The expanded use of augmented reality and virtual teaching is a must. Classic cadaver workshops are cost prohibitive and can only happen at large education centers making them beyond the reach of the vast majority of surgeons. Since cadaver workshops are a single event, they also have limited ability to reenforce learning. Simulation labs have become a popular substitute for cadaver labs, but they carry high upfront costs and are difficult to adapt as techniques develop. Augmented reality offers an alternative.

While surgery may be the ultimate hands-on experience, virtual teaching with smart glasses carries a tremendous potential for learning. This approach can reach any surgeon with internet access, allowing one-to-one support that reinforces and extends ACRP-based training.

As augmented reality teaching becomes increasingly more haptic, surgeons will not just see, but FEEL a procedure. How much tension is needed for example is very difficult to describe in images and words, but haptics makes this possible. Haptics will instill confidence during initial education, and prepare surgeons to use these technologies intraoperatively. Further, the built-in teaching metrics of Ohana One, and Fundamental Surgery, allow for research that tracks learning helping improve the effectiveness of teaching algorithms going forward.

Beyond surgical education, it will be necessary to create educational outreach content for new parents of children born with clefts to both reassure and help them choose and advocate for more innovative care.

A community of practice of surgical mentors could be built; peers to whom surgeons can look for support in the early stages of learning. In this context, a teaching faculty of surgeons interested in developing teaching partnerships could evolve with some support.

Obviously, in-theatre, in-person learning is fantastic. Building relationships with established centers globally where surgeons can go for in-person, hands-on learning would be a game changer.

Summary

It is a rare day when literally millions of people can achieve a better and longer life without earth shattering effort and massive cost. Today is that day.

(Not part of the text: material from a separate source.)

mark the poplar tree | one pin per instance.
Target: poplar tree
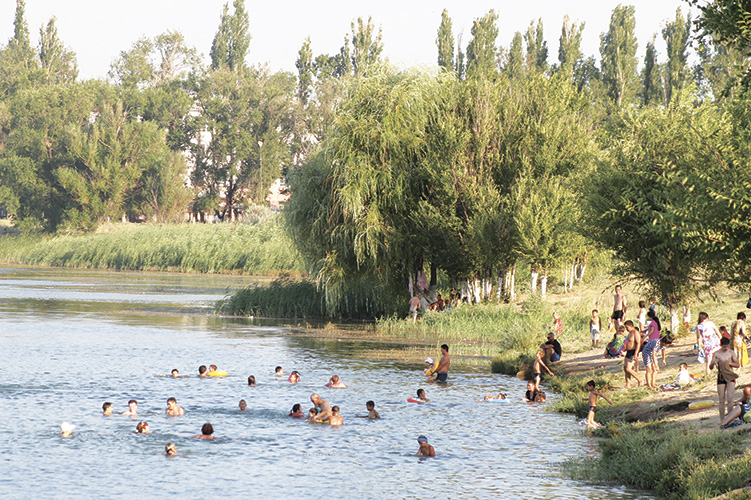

Millions of people born with facial clefts are suffering life-long, life-shortening problems resulting from outdated treatments. Modern treatments with proven track records, that are based on 100s of cases over 35 years of development, are now available. It is called the ACRP.

Moving here requires no major change in medical infrastructure. What is required is a change in care philosophy that will bring cleft care on par with the rest of modern medicine.

What is the cost? The only cost is the cost of education for cleft caregivers, parents, and patients. Setting up an efficient educational program and entity that is available worldwide will shorten the time to change, eliminating suffering for millions of children. Reducing their marginalization in society, while at the same time reducing overall health costs, it is a win/win for everyone.